A few days ago, I came accross an article in Salon that I found extremely horrific. It was about how Bill Keller had written an Op-Ed article in the New York Times disparging the way in which cancer patient Lisa Adams was dealing with her diagnosis. He had apparently suggested that her seeking out clinical trials was undignified as compared to his father-in-law, who accepted his fate with less of a fight. Keller’s article came two days after his wife, Emma Keller, had written a piece for The Guardian, which compared Adams’ tweets to “funeral selfies,” a phenomenon in which young people take pictures of themselves in front of caskets. Mystified by how a couple could be so insensitive, I decided to take a closer look.
The Keller Articles
The first article that came out was Emma Keller’s January 8 piece in the Guardian. The title (putatively by a headline writer and not the author) says it all: Forget funeral selfies: What are the ethics of tweeting a terminal illness? In contrast to Salon contributor Mary Williams, I found this article to be far more offensive than the one that would be later penned by Emma’s husband. Emma underhandedly suggests that we “Forget funeral selfies,” while simultaneously bringing the image to mind at the outset. The article is essentially a series of pot-shots taken at Adams under the guise of being an article about “ethics.” But, the article does not bring up any ethical issues to speak of, because there is really no ethical issue at hand. Emma cannot state overtly that there is something ethically questionable about tweeting and blogging about one’s own terminal illness because that is absurd, unless she wants to say that there is something ethically questionable about free speech. It would be another thing if Adams were publishing in an official magazine or newspaper rather than on a blog or on twitter. One might argue there are ethical issues there, but even in that case the ethical issues disappear when one is speaking of one’s own illness. In place of making statements, Emma asks tweeny sounding questions like: “Is there such a things as TMI?” Emma is spinning something that she finds perhaps socially inappropriate or unpleasant into an ethical issue. Ironically, Emma states that “Ethical issues abound,” and indeed they do, but only concerning Emma’s conduct. In the article, Emma published private correspondence between herself and Adams without Adams’ permission. In the face of backlash, the Guardian took down the article, pending investigation. The Guardian’s attempt to save face could also be considered ethically questionable. There is a difference between social propriety and ethics, something that Mrs. Keller appears to have difficulty with.
The Times Piece
Bill Keller’s piece, entitled Heroic Measures, while not as ethically questionable as his wife’s, is clearly insensitive. The title, referring to Adams’ seeking out clinical trials and specialized treatments, is itself a little bit tongue in cheek. The article again brings up Adams in an attempt to contrast two ways of dealing with death: his father-in-law’s and that of Adams. Bill emphasizes the differences between the care that his father-in-law received in Britain and the care that Adams is receiving at Sloan-Kettering Cancer Center in New York. He suggests that the death of his father-in-law, which was not pursued as an all-out war for survival, but instead accepted gracefully, was perhaps more dignified than Adams’ approach. Bill argues that there is something enviable about “going gently.” As other writers have pointed out, it may not be appropriate to compare the death of Keller’s 79-year-old father-in-law with the case of a 37-year-old, still-living cancer patient. (Adams was first diagnosed at 37). In addition, what right does Bill even have to weigh in on the issue? One should talk about the benefits of going gently only if one has first hand experience of fighting death. From Bill’s piece:
“Her digital presence is no doubt a comfort to many of her followers. On the other hand, as cancer experts I consulted pointed out, Adams is the standard-bearer for an approach to cancer that honors the warrior, that may raise false hopes, and that, implicitly, seems to peg patients like my father-in-law as failures.”
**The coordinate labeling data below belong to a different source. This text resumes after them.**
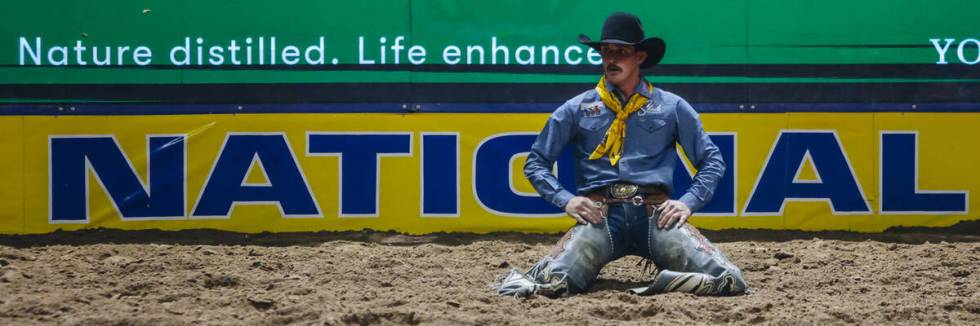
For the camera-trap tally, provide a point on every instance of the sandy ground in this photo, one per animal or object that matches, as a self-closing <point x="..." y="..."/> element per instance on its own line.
<point x="104" y="277"/>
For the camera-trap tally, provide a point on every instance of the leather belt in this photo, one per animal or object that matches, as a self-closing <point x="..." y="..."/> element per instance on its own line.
<point x="619" y="193"/>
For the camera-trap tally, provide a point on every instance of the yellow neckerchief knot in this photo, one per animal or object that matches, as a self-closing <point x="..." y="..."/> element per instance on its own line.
<point x="612" y="142"/>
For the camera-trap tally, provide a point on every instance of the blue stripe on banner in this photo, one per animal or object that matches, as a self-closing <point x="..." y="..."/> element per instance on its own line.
<point x="168" y="109"/>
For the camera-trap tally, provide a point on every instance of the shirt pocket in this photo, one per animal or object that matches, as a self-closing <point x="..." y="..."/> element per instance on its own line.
<point x="651" y="125"/>
<point x="593" y="129"/>
<point x="657" y="136"/>
<point x="595" y="124"/>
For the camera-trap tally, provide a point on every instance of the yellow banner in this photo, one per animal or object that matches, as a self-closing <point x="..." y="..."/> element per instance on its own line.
<point x="420" y="173"/>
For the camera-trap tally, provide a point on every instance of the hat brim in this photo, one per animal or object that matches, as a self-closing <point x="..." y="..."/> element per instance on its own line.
<point x="655" y="48"/>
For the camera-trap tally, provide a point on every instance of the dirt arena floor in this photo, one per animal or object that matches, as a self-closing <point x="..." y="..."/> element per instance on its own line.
<point x="105" y="277"/>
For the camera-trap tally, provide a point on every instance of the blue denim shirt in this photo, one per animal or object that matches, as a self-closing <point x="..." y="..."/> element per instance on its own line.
<point x="648" y="152"/>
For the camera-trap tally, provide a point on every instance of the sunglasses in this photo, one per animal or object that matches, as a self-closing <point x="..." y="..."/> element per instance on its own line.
<point x="616" y="52"/>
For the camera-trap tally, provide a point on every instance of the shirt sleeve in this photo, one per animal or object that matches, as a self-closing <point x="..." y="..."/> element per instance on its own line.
<point x="702" y="153"/>
<point x="545" y="151"/>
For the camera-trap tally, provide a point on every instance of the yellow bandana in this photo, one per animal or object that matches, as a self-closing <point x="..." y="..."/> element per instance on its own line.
<point x="612" y="143"/>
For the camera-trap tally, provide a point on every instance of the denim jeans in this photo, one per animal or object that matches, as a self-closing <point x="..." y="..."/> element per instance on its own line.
<point x="687" y="262"/>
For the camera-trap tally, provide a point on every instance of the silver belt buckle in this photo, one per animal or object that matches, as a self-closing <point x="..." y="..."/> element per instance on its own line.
<point x="637" y="200"/>
<point x="623" y="190"/>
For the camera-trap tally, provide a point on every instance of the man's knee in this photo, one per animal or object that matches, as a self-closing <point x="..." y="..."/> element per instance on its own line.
<point x="583" y="254"/>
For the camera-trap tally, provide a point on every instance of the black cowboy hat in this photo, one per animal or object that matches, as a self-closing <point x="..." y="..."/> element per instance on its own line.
<point x="625" y="28"/>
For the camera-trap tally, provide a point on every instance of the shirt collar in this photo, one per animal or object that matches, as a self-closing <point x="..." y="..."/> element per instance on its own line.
<point x="641" y="88"/>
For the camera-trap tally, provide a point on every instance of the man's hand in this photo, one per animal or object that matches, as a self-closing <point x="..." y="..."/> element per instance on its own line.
<point x="672" y="211"/>
<point x="585" y="210"/>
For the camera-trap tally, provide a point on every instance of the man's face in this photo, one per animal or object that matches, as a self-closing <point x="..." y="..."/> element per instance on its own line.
<point x="621" y="62"/>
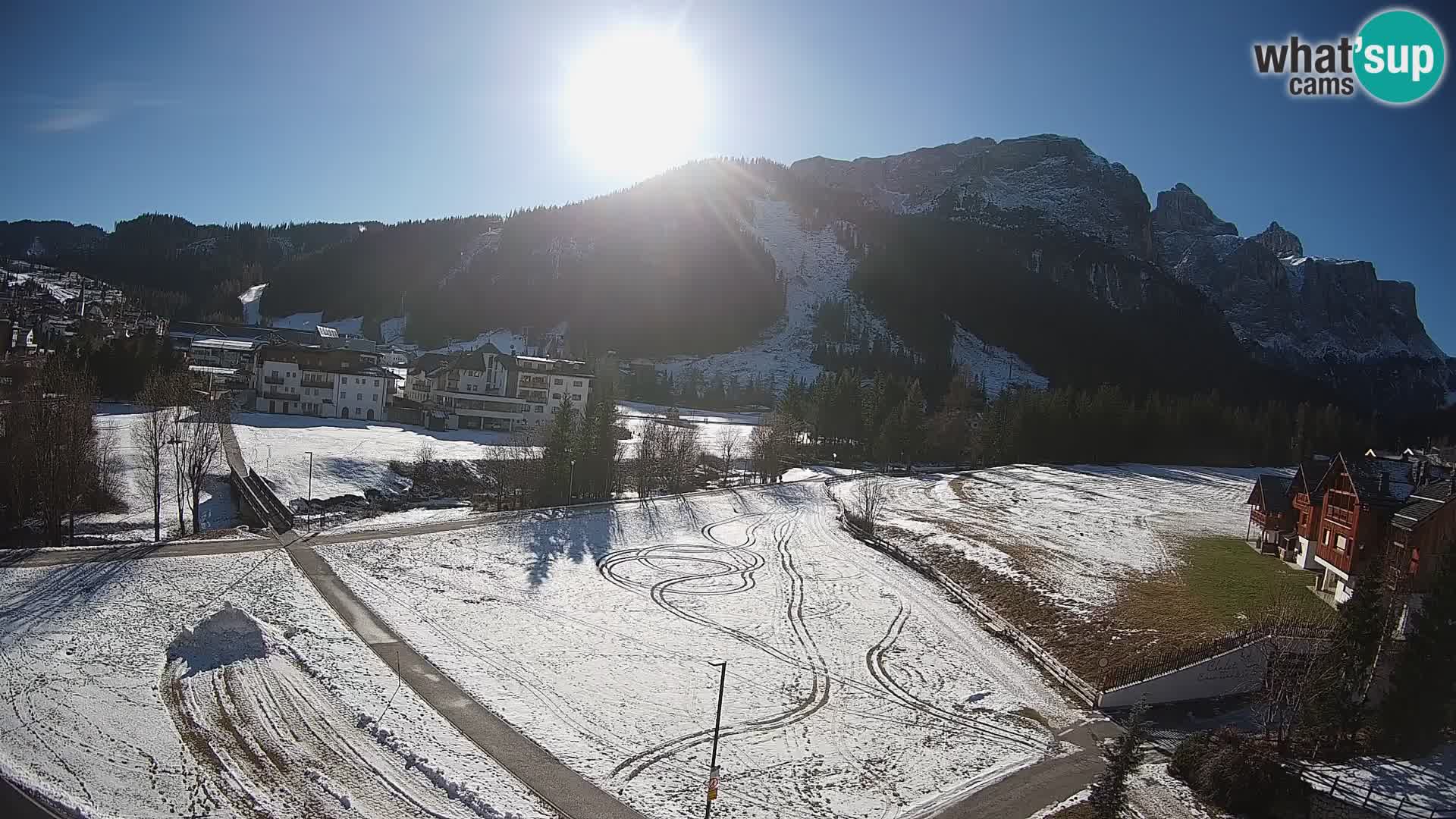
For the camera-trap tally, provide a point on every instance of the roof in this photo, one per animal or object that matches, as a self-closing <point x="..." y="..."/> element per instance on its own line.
<point x="1411" y="515"/>
<point x="428" y="362"/>
<point x="1310" y="477"/>
<point x="1272" y="491"/>
<point x="226" y="344"/>
<point x="1381" y="482"/>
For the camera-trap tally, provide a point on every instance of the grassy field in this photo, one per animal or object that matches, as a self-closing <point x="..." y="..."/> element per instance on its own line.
<point x="1216" y="586"/>
<point x="1220" y="586"/>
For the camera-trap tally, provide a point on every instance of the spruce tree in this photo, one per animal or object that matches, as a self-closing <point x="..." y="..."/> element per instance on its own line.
<point x="1423" y="682"/>
<point x="1123" y="755"/>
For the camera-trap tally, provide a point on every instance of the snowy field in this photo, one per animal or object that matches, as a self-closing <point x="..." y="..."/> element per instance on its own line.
<point x="134" y="487"/>
<point x="854" y="687"/>
<point x="1071" y="531"/>
<point x="107" y="711"/>
<point x="348" y="457"/>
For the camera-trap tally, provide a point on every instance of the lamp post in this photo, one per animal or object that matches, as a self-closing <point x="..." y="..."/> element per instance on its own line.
<point x="310" y="488"/>
<point x="718" y="725"/>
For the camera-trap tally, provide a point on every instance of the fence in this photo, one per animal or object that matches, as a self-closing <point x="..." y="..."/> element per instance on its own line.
<point x="1369" y="798"/>
<point x="1178" y="657"/>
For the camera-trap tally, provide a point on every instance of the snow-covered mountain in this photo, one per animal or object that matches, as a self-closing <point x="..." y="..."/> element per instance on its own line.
<point x="1332" y="319"/>
<point x="1326" y="316"/>
<point x="1056" y="177"/>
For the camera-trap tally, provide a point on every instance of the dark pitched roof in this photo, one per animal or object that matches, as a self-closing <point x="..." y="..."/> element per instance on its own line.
<point x="428" y="362"/>
<point x="1310" y="477"/>
<point x="1381" y="482"/>
<point x="1440" y="491"/>
<point x="1273" y="491"/>
<point x="1411" y="515"/>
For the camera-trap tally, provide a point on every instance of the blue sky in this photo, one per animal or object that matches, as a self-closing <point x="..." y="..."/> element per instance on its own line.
<point x="348" y="111"/>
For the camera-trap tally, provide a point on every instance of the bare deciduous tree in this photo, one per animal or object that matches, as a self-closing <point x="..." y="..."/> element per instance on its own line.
<point x="150" y="436"/>
<point x="867" y="500"/>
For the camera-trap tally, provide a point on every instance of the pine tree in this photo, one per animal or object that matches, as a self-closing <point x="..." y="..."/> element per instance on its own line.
<point x="1423" y="682"/>
<point x="1125" y="754"/>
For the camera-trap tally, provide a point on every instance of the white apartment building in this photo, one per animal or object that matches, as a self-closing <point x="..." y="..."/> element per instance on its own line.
<point x="327" y="384"/>
<point x="487" y="390"/>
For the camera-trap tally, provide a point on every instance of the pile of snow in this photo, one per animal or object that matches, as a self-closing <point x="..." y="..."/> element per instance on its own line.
<point x="392" y="330"/>
<point x="253" y="303"/>
<point x="468" y="795"/>
<point x="226" y="635"/>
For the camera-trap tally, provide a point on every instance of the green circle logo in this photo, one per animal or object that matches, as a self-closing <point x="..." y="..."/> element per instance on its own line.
<point x="1400" y="55"/>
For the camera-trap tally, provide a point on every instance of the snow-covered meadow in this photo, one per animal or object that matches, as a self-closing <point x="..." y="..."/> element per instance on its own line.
<point x="1069" y="531"/>
<point x="348" y="457"/>
<point x="855" y="689"/>
<point x="115" y="423"/>
<point x="109" y="714"/>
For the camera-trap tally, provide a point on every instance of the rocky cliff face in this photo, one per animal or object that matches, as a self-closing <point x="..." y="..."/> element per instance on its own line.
<point x="1329" y="318"/>
<point x="1052" y="177"/>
Both Bill and Emma Keller have insisted that they are being misread and misunderstood. In Emma’s case, there is really nothing to read, and she is the one conflating ethics with social propriety. In Bill’s case, if his message of bringing attention to different types of palliative care is being missed, he can only blame himself for doing it in such a questionable way.
Adams herself is to be commended for her strength in using her own struggle to bring attention to the issue of breast cancer, and it is a testament to her skill as a writer that she has thousands of followers. In her own words:
“Find a bit of beauty in the world today. Share it. If you can’t find it, create it. Some days this may be hard to do. Persevere.”